For a broader overview of AI security threats and defense tools, see the AI security tools category page.

Visit FuzzyAI View source on GitHub (1492★)

Frequently Asked Questions

What is FuzzyAI?

FuzzyAI is an open-source LLM fuzzing framework created by CyberArk Labs. It automatically tests large language models for jailbreak vulnerabilities using 18 attack techniques. Released in December 2024 under Apache 2.0, it has jailbroken every major AI model it was tested against.

Is FuzzyAI free to use?

Yes. FuzzyAI is free and open-source under the Apache 2.0 license. It is available on GitHub at github.com/cyberark/FuzzyAI. You need API keys for the target LLM providers you want to test, but the tool itself is free.

What attack techniques does FuzzyAI support?

FuzzyAI implements 18 attack methods including ArtPrompt (ASCII art obfuscation), DAN (Do Anything Now) persona jailbreaks, crescendo multi-turn escalation, genetic algorithm prompt mutation, ASCII smuggling with invisible Unicode Tag characters, many-shot jailbreaking, PAIR (iterative prompt refinement), ActorAttack, and Best-of-n jailbreaking. You can also add custom attack methods.

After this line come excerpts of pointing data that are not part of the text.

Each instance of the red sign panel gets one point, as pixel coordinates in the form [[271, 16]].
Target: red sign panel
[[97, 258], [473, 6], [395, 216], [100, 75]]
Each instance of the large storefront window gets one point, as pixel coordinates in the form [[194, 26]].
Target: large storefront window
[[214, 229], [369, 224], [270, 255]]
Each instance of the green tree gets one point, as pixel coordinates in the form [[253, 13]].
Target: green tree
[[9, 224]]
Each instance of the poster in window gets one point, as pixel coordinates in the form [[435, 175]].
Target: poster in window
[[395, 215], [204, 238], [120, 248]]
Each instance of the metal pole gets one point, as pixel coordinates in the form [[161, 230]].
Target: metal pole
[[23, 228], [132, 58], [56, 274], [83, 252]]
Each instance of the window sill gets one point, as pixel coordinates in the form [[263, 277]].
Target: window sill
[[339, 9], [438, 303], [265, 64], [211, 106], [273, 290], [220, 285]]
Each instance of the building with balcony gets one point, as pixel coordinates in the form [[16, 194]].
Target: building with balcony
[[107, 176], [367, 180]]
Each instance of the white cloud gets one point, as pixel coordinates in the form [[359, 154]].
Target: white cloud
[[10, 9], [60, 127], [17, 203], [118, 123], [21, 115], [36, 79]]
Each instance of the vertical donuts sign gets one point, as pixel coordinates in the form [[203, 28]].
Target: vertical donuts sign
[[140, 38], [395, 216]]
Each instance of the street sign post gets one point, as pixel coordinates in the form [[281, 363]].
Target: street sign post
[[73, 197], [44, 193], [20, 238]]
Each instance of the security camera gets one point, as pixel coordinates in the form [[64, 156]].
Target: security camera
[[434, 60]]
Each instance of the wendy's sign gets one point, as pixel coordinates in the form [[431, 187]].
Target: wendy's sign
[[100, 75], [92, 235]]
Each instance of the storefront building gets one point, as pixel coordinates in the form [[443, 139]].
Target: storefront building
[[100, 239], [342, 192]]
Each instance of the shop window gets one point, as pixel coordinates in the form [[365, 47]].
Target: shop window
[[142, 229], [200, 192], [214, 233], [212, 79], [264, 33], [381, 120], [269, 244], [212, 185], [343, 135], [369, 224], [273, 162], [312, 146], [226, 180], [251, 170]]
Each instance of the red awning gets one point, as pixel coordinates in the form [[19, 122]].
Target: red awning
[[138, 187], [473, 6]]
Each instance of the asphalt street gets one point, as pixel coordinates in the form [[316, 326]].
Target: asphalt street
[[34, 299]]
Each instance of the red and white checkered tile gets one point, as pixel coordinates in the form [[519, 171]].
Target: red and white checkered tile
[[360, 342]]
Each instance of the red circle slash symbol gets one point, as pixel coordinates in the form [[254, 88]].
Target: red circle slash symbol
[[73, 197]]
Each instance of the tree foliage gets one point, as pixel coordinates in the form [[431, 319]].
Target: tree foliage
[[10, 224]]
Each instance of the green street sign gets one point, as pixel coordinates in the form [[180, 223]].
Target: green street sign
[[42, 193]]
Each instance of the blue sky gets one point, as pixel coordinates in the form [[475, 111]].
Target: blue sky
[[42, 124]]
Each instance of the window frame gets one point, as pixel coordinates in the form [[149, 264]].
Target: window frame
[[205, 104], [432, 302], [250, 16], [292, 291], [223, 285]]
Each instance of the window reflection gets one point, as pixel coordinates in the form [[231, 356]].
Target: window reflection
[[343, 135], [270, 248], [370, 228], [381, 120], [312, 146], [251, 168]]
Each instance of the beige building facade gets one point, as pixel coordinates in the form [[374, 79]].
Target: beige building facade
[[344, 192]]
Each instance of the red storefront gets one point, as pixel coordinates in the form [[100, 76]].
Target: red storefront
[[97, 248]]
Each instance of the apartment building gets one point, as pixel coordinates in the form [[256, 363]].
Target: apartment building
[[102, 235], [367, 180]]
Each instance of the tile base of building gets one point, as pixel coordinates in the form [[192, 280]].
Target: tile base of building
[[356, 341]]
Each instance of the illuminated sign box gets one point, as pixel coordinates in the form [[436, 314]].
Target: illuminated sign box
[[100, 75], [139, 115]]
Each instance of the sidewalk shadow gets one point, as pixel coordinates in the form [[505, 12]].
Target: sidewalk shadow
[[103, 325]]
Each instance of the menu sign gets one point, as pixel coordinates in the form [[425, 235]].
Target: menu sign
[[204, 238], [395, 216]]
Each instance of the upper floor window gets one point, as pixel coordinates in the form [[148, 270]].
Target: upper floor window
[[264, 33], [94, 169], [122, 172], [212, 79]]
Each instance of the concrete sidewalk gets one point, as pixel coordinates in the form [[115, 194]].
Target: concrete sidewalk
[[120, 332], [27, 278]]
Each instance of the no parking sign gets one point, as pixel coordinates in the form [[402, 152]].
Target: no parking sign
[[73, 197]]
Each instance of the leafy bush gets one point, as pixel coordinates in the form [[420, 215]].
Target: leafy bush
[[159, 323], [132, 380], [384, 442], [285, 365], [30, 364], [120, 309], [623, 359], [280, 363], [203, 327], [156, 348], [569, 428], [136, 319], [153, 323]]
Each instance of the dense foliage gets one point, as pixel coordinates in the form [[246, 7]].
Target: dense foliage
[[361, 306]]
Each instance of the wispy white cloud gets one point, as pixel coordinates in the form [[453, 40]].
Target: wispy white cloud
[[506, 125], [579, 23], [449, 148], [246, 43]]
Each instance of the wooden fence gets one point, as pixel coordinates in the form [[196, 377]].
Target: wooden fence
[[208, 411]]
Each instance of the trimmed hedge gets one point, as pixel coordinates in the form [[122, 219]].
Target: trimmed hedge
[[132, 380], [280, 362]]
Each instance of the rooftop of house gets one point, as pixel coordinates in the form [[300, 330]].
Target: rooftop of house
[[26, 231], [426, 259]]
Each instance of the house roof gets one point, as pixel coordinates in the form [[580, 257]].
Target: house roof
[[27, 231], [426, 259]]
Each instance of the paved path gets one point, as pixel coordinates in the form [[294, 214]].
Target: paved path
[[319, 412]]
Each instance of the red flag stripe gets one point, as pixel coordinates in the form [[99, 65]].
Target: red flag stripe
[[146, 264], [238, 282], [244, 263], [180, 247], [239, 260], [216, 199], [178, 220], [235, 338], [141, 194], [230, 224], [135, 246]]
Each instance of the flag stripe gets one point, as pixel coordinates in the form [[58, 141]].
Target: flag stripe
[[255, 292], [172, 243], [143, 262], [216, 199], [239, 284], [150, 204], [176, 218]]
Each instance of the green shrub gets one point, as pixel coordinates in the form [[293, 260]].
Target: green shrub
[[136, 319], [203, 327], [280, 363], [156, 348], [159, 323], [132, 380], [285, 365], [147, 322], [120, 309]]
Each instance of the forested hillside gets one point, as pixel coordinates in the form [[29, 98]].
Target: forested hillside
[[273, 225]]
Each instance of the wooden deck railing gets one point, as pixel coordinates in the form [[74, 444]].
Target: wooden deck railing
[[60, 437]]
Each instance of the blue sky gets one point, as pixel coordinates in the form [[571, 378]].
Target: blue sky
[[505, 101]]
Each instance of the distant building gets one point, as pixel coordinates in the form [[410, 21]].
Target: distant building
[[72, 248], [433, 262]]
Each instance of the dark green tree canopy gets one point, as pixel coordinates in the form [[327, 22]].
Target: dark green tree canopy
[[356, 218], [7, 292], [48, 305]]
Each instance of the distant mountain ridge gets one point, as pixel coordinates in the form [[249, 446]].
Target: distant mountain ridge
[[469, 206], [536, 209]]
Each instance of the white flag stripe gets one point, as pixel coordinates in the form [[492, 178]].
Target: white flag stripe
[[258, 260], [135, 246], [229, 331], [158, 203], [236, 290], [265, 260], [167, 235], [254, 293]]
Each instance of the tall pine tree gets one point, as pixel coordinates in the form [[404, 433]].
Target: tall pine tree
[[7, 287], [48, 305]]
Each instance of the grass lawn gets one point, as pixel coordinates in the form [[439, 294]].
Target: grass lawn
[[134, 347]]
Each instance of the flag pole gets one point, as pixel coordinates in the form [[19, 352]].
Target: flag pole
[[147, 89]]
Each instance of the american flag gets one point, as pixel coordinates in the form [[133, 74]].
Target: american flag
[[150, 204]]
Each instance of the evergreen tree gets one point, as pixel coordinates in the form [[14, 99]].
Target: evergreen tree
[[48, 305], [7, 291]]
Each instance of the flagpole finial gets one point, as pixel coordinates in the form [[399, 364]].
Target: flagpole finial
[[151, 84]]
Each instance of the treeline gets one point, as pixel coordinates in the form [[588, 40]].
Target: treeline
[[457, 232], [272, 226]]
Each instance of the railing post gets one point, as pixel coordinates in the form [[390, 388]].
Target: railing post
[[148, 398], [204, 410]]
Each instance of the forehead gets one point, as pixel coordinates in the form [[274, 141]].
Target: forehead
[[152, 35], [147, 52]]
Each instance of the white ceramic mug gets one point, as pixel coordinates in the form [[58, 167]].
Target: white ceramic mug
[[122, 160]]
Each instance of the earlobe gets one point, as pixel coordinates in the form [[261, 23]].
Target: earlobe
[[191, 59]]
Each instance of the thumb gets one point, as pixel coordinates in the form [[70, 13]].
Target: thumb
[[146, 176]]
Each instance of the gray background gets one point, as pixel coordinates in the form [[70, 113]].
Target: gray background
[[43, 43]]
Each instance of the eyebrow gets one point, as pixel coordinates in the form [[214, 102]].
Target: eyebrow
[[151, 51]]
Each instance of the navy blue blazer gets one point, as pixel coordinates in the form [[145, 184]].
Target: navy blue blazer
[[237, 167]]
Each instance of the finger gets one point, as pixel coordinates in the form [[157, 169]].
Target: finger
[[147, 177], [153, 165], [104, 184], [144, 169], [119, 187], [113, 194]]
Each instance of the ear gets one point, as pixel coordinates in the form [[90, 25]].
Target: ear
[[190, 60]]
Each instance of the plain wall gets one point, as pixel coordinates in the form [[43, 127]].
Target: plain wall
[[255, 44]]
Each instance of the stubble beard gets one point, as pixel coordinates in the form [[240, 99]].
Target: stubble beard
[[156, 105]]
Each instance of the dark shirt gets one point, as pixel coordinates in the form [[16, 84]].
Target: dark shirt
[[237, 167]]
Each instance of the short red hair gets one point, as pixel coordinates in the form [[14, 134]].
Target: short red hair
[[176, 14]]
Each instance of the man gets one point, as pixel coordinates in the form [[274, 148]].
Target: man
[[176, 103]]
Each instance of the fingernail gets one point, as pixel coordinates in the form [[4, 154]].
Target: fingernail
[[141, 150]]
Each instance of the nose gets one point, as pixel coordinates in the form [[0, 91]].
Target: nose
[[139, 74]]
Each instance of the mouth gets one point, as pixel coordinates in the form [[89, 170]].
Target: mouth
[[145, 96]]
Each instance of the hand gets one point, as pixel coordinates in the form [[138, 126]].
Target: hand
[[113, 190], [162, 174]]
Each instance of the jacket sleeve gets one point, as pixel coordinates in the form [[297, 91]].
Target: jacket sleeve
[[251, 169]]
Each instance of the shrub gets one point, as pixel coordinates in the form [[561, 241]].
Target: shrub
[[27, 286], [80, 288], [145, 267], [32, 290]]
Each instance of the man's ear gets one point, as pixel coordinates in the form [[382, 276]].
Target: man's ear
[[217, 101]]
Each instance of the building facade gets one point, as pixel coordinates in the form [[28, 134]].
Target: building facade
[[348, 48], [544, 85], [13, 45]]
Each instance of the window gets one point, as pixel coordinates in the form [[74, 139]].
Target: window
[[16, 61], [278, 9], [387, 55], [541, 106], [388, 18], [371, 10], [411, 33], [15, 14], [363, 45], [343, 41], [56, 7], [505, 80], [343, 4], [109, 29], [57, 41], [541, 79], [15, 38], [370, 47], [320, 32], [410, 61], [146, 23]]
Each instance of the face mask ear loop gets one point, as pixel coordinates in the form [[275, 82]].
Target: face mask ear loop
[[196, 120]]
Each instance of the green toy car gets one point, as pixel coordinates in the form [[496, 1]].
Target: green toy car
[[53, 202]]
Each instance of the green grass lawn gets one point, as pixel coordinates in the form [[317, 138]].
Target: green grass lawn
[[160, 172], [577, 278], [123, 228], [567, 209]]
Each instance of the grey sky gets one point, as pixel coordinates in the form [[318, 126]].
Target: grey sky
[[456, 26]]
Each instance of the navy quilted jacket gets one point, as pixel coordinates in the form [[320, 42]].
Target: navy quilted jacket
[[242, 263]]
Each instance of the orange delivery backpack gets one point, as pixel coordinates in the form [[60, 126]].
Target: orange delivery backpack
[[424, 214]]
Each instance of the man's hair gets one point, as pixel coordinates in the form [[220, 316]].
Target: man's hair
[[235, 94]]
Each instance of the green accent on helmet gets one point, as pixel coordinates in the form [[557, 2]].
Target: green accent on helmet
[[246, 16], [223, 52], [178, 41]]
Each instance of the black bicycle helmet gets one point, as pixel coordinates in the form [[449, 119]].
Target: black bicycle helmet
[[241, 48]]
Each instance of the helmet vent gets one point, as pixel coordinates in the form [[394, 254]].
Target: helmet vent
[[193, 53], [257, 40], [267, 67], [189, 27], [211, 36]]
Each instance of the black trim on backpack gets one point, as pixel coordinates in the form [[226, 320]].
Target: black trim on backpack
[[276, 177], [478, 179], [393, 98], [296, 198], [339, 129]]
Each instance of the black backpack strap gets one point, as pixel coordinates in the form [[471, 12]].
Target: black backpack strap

Which LLM providers does FuzzyAI support?

FuzzyAI can target models from OpenAI, Anthropic, Google Gemini, Azure OpenAI, AWS Bedrock, Hugging Face, and Ollama (for local models). It also supports custom REST API endpoints, so you can test any LLM that exposes an HTTP API.

How does FuzzyAI compare to Garak?

Both are open-source LLM security testing tools, but they have different focuses. FuzzyAI specializes in jailbreak fuzzing with mutation-based attack techniques (genetic algorithms, crescendo). Garak is a broader vulnerability scanner with 50+ probe modules covering prompt injection, hallucination, toxicity, and data leakage. FuzzyAI goes deeper on jailbreak techniques; Garak covers a wider attack surface.

Can I add custom attack methods to FuzzyAI?

Yes. FuzzyAI is built as an extensible framework specifically designed for researchers and security teams to add their own attack methods. This lets you create domain-specific tests tailored to your organization’s threat model and the specific guardrails your LLM deployments use.